世界的にも冷え込んでいるといわれる人形市場で、勢いが目立つのがプラスチック・ドールやフィギュアです。第一回からこの分野については、DFJで「ドール・ドール・ドール」の連載を執筆した古村昌史氏のアドバイスで、その分野で活躍する方々に出品していただいてきました。
この分野ではキットを組み上げカスタマイズの技も競われていますが、「人・形展」は原型からフィニッシュまでを手がける実力のある方が前提となります。常連の桜文鳥さんに加え、今年は二人組のユニット「きのこジュース」や西織銀さん、みつばち@Baby BeeさんとHIrokoさんのユニットが初参加となりました。
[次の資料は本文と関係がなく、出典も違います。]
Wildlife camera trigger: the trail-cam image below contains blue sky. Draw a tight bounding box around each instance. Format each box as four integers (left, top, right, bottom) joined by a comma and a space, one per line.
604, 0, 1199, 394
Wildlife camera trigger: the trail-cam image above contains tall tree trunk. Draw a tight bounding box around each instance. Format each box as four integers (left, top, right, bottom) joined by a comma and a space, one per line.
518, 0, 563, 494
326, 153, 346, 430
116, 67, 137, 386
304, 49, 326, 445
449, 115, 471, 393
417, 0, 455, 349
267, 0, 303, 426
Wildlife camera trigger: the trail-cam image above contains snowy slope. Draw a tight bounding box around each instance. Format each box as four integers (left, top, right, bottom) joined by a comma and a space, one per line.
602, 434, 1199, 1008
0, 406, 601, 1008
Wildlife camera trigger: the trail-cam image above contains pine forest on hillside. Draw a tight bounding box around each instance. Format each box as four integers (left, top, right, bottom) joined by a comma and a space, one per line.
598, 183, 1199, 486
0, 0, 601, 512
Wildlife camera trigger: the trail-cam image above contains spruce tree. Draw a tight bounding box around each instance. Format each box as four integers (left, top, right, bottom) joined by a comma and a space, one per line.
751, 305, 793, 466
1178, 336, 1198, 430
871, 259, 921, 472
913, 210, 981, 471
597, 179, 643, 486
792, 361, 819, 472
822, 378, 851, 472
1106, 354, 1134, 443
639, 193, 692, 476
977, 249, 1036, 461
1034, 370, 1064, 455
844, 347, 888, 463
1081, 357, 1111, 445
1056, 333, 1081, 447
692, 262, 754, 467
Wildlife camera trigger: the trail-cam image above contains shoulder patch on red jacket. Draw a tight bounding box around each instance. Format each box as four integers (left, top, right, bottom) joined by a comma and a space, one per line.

彼女たちが出品した作品は、みつばち@Baby Beeさんがデザインと原型制作したパジコが市販予定の球体関節人形キット「Alice Rock」をベースに特別にご本人がカスタマイズ、Momokoドールの立ち上げに関わったHIROKOさんが衣装制作したものです。また、石山裕記氏のフィギュアにおける技術力やユーモアな造形も見応えがあります。フィギュアが概念の直球描写にあるなかで、赤城時雨氏や月光社の作品はフィギュアと起点を共有しながら、自らの男性の視線を相対化しているようにみられました。それぞれに意図的な作意には、現代美術作品としても通じる要素を感じます。月光社の作品は大きいビスク作品ですので、技術・素材的にはフィギュアの範疇にくくるのは妥当ではないかもしれませんが、そのボディ・外見、かつ素材にロリータへの欲望を反映させている点で、私はフィギュアとの共通性を見ています。なおかつ創作人形の流行の体裁をとりながら人形における玩具性を抽出し、露骨にしている点に作家の意図があるのかと想像します。深読みかもしれませんが、そうだとすれば、創作人形にそこまでのロジックを託す作家は希であり、それこそ日本発のポップアート作品としての参考例になるのではないかと思います。